TCBA Volume 18 - Issue 1
Page 6 of 18
Input - Output
Q. Can Tesla coils be made to operate for long periods of time, say 5-10 minutes without doing harm or shortening their life?
A. The answer to the first part of your question is yes - but not without shortening their life, the factors which determine just how long a coil can run without breaking down is in the ability of its components to withstand the heat and transients being generated. For long term use, measures must be taken to keep the components cool. The use of massive materials in the spark gap, or special cooling devices, help to slow gap deterioration. Capacitors in oil, and whose voltage ratings are multiples higher than the circuit voltage, will outlast units whose ratings are much closer to circuit potentials. Primary and secondary turns can become overheated if the conducting wire is undersized for the power being applied. But even the best designed coils can, and do, eventually fail. And that was true for coils built by the great one - Nikola Tesla.
I was witness to an Ed wingate demonstration of a properly designed rotating gap system. After running his coil for a period of 4-5 minutes, the gap was still cool enough to touch. I was somewhat reluctant to believe this was possible until coaxed into placing a hand on the device. It was only lukewarm. This is remarkable considering that the circuit was running on 12-15 KVA and throwing discharges more than 15 FEET!
Q. What resistance factor do you consider most important in designing a Tesla coil - DC or RF?
A. When constructing my first coils, I had little knowledge of RF resistance. However, I was aware of the DC component so this is what I was concerned with when building a coil system. Then, I read about the five million volt Tesla coil built in 1929 by Breit, Tuve, & Dahl. The scientists were able to obtain an enormous resonant voltage rise from a coil small enough to be carried by a junior high school student. The secondary was slightly over 3" in diameter and close to 40" long. It was wound with #40 wire numbering some 7000 turns! If you will take a moment to figure it out, your calculations will show an enormous DC resistance in the secondary. How was it possible for a coil that small with such a high DC resistance to produce 5 million volts?

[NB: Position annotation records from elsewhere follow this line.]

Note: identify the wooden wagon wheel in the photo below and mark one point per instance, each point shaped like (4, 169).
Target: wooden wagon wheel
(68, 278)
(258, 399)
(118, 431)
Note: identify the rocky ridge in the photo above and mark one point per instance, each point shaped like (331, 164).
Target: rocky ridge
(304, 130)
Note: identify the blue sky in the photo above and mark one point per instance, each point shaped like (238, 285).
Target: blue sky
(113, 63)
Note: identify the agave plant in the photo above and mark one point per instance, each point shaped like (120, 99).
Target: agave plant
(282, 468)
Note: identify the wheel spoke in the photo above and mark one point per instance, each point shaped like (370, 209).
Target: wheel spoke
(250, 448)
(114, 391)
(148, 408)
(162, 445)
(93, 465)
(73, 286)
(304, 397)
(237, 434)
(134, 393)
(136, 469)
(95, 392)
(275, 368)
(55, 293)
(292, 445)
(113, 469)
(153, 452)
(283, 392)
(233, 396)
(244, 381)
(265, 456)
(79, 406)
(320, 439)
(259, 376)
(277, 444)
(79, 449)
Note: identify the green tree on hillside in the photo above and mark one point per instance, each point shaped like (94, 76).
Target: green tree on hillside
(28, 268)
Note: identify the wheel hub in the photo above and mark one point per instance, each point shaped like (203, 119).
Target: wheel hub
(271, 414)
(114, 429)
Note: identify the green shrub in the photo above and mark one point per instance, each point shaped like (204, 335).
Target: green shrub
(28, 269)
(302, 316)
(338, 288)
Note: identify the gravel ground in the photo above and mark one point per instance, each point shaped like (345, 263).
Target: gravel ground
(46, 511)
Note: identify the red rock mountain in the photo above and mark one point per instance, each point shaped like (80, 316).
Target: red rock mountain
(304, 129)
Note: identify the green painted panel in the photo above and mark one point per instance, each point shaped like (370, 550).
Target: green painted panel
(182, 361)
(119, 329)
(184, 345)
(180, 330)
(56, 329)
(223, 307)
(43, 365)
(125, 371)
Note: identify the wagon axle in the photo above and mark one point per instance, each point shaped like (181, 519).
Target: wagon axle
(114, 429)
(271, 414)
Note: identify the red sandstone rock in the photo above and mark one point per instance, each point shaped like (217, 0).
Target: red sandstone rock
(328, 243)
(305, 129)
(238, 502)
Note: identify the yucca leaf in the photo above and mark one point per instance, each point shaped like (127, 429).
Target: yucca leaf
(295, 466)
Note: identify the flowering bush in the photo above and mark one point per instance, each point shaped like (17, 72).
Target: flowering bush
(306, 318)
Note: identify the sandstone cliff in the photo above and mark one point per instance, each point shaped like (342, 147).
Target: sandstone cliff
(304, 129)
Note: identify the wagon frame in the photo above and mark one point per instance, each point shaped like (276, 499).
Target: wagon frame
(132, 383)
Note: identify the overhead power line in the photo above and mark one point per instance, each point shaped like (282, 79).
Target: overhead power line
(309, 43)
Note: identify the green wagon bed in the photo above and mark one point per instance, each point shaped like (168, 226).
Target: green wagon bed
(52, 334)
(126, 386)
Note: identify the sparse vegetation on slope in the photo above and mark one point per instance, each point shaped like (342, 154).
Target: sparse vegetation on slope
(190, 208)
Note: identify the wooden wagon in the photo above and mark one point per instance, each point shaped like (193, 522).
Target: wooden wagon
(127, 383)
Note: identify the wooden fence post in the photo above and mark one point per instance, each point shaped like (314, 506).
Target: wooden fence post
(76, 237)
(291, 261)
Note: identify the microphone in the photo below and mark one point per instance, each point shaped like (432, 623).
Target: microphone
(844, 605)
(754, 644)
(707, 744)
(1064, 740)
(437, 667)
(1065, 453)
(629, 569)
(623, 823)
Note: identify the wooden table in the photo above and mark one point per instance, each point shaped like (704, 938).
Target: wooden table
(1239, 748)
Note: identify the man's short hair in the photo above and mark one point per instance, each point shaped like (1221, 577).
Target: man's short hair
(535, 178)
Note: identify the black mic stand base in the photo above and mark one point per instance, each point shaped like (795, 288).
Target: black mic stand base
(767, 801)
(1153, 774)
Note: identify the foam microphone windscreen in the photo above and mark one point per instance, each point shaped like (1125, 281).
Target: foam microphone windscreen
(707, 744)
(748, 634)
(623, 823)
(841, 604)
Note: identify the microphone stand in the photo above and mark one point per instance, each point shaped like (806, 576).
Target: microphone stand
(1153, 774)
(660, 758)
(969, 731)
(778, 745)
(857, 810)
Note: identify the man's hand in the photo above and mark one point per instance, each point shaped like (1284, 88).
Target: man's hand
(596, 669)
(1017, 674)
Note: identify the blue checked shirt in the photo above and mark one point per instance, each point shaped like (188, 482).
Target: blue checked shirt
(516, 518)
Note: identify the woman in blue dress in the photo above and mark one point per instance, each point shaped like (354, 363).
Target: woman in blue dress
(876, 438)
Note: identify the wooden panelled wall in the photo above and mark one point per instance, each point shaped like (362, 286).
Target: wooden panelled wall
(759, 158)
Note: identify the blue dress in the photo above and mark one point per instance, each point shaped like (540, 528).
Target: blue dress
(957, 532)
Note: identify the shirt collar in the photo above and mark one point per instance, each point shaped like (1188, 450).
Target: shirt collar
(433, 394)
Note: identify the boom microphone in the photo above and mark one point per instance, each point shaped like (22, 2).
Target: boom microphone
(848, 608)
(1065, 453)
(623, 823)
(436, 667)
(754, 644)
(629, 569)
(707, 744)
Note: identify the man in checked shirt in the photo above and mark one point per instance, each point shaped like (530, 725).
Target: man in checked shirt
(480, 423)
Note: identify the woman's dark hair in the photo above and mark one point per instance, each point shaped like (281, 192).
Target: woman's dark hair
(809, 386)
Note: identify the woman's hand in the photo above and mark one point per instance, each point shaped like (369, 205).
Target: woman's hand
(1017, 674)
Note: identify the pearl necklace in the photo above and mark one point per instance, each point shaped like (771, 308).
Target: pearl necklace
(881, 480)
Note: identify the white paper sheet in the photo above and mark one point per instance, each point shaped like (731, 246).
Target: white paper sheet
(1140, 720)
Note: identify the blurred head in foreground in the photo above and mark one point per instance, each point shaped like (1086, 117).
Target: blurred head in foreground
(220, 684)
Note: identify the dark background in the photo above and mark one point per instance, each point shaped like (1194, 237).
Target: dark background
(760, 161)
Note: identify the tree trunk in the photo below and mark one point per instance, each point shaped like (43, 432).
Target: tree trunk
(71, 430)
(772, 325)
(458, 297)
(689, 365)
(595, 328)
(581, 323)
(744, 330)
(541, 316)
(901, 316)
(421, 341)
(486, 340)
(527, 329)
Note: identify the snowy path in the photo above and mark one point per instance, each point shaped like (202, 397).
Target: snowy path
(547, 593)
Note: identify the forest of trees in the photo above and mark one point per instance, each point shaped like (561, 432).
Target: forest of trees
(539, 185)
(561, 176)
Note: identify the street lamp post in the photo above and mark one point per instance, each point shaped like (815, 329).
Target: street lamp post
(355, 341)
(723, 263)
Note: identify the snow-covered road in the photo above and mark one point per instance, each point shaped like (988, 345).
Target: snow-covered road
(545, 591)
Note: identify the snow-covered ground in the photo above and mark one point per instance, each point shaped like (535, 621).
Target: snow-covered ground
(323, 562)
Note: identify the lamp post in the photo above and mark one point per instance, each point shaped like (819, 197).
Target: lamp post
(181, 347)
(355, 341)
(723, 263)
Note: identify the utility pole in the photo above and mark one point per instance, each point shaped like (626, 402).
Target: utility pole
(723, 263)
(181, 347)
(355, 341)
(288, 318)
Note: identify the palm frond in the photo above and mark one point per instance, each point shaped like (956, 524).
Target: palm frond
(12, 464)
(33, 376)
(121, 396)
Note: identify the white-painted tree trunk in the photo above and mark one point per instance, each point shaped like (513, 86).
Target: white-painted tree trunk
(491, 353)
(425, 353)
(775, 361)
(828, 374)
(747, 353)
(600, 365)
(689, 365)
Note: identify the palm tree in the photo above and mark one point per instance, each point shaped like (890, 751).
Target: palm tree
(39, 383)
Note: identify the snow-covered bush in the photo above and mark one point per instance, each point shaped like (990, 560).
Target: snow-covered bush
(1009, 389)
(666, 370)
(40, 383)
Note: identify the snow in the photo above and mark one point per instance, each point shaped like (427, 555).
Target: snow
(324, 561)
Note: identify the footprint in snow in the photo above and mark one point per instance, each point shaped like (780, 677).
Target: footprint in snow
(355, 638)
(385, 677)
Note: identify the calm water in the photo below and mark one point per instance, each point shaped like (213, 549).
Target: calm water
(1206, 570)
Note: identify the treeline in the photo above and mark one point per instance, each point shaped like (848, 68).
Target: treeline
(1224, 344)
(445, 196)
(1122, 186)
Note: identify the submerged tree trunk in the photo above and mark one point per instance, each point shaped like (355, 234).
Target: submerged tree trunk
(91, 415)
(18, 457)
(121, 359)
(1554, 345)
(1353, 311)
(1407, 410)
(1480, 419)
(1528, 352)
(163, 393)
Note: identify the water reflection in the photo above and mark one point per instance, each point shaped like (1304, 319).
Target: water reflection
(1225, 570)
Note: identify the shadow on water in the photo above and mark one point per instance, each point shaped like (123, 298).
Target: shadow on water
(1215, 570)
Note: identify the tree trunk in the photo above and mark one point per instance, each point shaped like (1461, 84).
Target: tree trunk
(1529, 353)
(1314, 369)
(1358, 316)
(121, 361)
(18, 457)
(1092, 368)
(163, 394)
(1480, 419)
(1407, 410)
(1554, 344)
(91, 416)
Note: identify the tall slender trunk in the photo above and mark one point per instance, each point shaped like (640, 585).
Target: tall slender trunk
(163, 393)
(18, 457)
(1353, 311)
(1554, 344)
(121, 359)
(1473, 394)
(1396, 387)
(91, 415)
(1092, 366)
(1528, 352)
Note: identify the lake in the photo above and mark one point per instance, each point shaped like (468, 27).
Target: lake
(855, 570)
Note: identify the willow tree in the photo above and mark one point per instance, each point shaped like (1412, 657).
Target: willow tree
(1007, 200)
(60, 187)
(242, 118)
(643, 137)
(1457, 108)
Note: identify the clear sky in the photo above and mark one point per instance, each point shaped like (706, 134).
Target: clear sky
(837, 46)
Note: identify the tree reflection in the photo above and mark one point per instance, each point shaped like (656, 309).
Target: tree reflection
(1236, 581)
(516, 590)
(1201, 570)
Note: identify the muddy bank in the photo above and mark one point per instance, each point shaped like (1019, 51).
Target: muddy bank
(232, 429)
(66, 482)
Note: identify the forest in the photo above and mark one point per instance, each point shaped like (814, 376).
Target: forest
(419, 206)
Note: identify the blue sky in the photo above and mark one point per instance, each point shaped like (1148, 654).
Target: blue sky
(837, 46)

Had anyone asked me whether or not this coil would work, I would have thrown my arms overhead and yelled, NO! Considering the results obtained with so high a secondary resistance, I concluded that the DC resistance in the secondary was not something with which to be overly concerned (but I know of others who would disagree with me).
Q. I have constructed a quench gap but have no way of operating it at a frequency of 500 hz (as was done in the days of spark telegraphy). Why does a quench gap work better at that frequency?
A. It doesn't. The 500 hz (1000 wave train) frequency was adopted because it was easier for radiomen to read the signals. When running on 60 hz (120 wave train), the signals sounded like a bunch of hash. There is no reason to believe that the quench gap won't work nicely on 60 hz.
Q. I'm constructing a vacuum tube oscillator Tesla coil and am mystified as to whether or not I have critical coupling. Have you any tips for the inexperienced with little knowledge of testing?
A. Since I have only constructed two vacuum tube Tesla coil projects (wasn't impressed with the unlightning-like discharges), anything I have to say on the subject will amount to the inexperienced telling the inexperienced. If you have a quality volt ohmmeter (VOM) or a vacuum tube volt ohmmeter, you might try the following tip which was passed on to me years ago by an electrical engineer.
Remove the secondary from the primary and take a voltage reading across the primary turns. This is only for a reference point so it doesn't matter what you get on the meter. Now inactivate the circuit and replace the secondary. Repeat the voltage measurement. If you have critical coupling, the voltage reading should be exactly half.